Esta mañana, en Onda Cero, en el programa de
Carlos Herrera, el periodista ha entrevistado al presidente del gobierno, ese que habla de paz y sonrisas pero que en la intimidad habla de crear tensión. En un determinado momento, Herrera le ha recordado las declaraciones de los "artistas" "intelectuales" y el anestesista oficial del reino, en el que denominaban a los votantes del Partido Popular como
"turba estúpida y miserable" Herrera ¡por dos veces! le dijo al presidente si le parecía bien que se nos llamase imbéciles, que si lo reprobaba, el presidente, ese que dice que es de todos los españoles pero que en la intimidad a saber lo que dice, no lo ha hecho, salió al paso con un:
"No me parece bien que se llame imbécil a nadie" por dos veces, algo que precisamente no es lo mismo que una condena.

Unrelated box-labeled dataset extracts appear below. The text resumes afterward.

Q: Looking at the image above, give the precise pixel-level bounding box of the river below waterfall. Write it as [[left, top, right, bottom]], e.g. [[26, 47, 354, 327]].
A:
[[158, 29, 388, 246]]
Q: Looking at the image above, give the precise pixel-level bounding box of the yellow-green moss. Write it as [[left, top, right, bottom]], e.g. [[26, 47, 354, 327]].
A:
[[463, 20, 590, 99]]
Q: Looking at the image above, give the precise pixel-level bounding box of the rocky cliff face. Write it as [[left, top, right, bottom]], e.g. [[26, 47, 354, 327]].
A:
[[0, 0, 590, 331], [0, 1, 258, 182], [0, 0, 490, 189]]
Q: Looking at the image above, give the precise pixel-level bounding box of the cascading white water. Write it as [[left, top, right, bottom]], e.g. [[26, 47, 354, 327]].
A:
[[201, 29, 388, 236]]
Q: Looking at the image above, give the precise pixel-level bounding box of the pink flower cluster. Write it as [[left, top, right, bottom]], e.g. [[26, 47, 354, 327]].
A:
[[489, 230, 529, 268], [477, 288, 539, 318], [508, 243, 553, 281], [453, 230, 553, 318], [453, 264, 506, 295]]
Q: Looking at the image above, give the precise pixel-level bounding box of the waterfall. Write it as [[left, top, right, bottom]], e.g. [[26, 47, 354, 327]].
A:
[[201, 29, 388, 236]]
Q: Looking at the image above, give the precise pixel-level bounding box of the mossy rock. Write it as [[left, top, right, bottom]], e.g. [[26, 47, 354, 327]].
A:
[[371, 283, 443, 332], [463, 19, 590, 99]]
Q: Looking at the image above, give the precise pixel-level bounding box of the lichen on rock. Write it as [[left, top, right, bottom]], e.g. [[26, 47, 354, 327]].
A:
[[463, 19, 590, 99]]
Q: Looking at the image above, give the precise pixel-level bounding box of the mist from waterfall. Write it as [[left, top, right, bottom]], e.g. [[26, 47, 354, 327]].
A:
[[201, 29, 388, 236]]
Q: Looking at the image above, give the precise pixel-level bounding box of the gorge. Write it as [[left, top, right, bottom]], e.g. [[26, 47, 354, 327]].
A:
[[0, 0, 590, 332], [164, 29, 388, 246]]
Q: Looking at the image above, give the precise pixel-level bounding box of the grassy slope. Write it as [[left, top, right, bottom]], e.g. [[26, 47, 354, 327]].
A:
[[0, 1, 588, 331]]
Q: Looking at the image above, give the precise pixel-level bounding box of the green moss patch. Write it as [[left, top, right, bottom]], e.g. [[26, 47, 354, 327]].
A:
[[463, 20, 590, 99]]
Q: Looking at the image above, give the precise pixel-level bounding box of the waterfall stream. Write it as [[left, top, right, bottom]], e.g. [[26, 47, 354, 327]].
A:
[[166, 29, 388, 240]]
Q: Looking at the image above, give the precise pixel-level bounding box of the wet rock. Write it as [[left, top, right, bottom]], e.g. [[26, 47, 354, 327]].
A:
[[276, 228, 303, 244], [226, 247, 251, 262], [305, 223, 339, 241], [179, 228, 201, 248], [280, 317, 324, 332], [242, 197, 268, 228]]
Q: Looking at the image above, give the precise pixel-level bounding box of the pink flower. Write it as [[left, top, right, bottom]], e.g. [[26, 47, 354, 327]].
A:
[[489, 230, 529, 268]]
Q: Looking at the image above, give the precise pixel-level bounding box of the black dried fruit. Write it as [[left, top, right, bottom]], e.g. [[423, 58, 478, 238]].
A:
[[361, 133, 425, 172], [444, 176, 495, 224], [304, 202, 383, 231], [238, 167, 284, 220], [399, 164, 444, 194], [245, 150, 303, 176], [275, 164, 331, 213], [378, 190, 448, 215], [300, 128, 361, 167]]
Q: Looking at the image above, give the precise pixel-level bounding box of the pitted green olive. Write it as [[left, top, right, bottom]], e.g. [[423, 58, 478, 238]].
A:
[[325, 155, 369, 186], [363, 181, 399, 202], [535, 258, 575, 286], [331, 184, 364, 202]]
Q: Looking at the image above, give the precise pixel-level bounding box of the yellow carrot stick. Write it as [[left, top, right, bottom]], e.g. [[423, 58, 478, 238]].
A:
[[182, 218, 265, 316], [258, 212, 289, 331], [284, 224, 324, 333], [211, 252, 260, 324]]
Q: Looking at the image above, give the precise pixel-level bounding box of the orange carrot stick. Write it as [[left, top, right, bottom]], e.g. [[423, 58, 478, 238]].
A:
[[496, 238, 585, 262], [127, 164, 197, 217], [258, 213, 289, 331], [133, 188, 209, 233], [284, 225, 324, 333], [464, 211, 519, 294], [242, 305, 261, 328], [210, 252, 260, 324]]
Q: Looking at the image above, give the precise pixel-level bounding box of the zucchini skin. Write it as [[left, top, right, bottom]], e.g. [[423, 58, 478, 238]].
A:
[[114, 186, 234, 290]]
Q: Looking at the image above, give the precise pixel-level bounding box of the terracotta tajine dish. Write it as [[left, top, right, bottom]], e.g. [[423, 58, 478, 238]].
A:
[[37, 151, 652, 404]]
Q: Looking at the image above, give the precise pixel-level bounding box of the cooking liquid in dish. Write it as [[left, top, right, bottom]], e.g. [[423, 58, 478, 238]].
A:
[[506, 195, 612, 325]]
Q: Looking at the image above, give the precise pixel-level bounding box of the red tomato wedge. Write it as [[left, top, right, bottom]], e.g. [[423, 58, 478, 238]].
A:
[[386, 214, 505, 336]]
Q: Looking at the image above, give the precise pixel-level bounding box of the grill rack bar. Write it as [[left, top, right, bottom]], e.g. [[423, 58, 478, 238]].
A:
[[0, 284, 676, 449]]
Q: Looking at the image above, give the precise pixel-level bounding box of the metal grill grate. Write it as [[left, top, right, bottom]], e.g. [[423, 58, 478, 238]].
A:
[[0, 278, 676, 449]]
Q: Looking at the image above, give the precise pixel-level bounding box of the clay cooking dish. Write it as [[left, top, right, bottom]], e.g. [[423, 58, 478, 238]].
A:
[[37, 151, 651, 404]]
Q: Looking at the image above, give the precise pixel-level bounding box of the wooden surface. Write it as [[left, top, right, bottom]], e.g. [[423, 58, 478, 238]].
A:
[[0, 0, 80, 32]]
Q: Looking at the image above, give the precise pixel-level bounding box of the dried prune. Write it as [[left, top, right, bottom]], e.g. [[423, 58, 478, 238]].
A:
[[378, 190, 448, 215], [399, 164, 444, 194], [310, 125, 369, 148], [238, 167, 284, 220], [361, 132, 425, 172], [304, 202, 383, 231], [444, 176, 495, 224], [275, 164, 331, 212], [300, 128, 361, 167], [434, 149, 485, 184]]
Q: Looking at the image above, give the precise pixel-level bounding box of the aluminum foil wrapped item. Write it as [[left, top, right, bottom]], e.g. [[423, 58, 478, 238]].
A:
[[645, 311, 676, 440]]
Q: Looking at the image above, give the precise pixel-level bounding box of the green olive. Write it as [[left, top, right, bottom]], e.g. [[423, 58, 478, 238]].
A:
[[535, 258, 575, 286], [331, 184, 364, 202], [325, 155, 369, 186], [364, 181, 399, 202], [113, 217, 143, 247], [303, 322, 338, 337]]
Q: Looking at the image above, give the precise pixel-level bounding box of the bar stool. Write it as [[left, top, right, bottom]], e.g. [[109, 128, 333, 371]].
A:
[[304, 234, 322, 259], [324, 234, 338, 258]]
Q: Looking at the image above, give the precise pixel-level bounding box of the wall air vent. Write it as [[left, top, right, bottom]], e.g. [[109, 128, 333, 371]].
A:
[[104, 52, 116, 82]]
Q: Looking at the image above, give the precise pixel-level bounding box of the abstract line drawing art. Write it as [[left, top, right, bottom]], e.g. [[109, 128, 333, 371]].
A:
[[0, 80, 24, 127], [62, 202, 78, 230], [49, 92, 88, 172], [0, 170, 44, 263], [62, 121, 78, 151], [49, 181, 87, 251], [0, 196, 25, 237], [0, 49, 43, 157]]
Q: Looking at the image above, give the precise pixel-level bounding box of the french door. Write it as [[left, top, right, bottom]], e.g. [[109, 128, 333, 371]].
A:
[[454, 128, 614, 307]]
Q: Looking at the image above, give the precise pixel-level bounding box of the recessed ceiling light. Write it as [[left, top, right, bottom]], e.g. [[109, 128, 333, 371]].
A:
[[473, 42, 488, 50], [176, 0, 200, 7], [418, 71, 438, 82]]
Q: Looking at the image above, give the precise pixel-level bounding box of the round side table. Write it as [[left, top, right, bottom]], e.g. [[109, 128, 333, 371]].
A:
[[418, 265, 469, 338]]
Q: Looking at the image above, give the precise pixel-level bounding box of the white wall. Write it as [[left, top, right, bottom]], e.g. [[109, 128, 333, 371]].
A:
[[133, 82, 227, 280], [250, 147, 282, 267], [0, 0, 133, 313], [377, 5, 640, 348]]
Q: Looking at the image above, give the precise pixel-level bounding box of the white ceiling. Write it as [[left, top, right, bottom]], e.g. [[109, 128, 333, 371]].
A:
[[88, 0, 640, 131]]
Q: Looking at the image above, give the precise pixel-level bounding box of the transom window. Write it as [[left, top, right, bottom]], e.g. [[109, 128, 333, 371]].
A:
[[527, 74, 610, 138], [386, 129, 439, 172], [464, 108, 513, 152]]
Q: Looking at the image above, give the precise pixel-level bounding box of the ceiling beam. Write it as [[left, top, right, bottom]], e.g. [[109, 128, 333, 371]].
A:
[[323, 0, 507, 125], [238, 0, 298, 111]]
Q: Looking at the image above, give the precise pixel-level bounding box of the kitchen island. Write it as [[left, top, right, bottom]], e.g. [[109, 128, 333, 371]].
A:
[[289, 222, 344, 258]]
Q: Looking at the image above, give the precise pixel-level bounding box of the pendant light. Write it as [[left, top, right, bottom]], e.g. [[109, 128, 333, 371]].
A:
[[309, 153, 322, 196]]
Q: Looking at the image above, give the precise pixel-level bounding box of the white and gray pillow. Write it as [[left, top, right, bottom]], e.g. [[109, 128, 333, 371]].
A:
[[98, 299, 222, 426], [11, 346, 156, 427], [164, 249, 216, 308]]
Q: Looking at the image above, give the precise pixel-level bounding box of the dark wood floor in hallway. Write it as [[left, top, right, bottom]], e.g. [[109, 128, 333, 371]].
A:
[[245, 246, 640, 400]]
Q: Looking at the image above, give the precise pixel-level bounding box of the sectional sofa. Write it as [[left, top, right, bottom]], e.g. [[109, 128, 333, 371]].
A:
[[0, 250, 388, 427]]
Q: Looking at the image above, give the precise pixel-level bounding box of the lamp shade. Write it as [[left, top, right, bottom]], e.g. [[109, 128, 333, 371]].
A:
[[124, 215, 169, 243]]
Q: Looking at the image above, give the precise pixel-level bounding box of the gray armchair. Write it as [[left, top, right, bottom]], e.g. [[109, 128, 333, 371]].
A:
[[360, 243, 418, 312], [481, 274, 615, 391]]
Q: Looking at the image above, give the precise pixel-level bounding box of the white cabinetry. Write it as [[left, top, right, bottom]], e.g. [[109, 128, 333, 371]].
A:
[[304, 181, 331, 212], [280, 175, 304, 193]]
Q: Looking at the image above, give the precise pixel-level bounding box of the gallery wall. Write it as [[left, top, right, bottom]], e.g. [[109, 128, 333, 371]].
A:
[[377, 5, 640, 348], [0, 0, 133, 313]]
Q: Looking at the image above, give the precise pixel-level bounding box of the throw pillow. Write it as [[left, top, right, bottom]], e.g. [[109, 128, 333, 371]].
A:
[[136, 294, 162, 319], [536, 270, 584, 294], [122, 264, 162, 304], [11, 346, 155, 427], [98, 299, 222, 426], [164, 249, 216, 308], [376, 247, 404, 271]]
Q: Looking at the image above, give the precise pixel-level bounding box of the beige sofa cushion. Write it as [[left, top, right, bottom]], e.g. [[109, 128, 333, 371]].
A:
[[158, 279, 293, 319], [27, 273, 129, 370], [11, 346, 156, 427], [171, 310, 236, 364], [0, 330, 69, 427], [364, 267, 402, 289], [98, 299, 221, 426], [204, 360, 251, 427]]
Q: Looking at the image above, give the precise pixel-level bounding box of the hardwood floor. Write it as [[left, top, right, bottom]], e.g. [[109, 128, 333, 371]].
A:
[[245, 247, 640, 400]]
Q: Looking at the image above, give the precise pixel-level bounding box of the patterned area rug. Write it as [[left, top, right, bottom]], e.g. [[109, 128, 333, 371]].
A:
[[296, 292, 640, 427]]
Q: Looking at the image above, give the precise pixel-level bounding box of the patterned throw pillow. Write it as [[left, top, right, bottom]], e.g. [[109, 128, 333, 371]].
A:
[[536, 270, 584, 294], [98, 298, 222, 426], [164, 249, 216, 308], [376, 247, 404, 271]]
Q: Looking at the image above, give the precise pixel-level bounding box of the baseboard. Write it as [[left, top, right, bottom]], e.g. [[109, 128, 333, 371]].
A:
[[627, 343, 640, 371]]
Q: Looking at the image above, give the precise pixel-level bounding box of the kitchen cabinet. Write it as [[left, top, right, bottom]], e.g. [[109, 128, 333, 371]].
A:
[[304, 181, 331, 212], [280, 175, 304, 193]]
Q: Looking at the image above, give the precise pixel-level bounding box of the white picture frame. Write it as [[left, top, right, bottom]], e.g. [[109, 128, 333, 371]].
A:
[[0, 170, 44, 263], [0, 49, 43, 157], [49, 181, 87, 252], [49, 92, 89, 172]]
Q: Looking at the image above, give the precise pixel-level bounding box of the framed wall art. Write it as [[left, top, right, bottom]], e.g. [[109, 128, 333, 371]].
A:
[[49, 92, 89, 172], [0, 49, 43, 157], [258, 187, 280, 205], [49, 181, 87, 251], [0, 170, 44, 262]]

Después de esto ya sí que no pienso recatarme a la hora de valorar a esos "artistas". He aguantado que "escritoras" progres llamen
hijos de puta a los votantes del PP, he soportado la petición de hacer un
cordón sanitario para ser apartado de la sociedad, he soportado que periodistas como Esther Jaén dijese que los que hemos salido a manifestarnos por las negociaciones del gobierno con los terroristas éramos
"palmeros del PP" por no hablar de otros calificativos de gente con la que convivo que me han llamado facha y otras lindezas.
Pues hasta aquí hemos llegado, no pienso tolerar que la verdadera chusma que corroe este país me vuelva a insultar.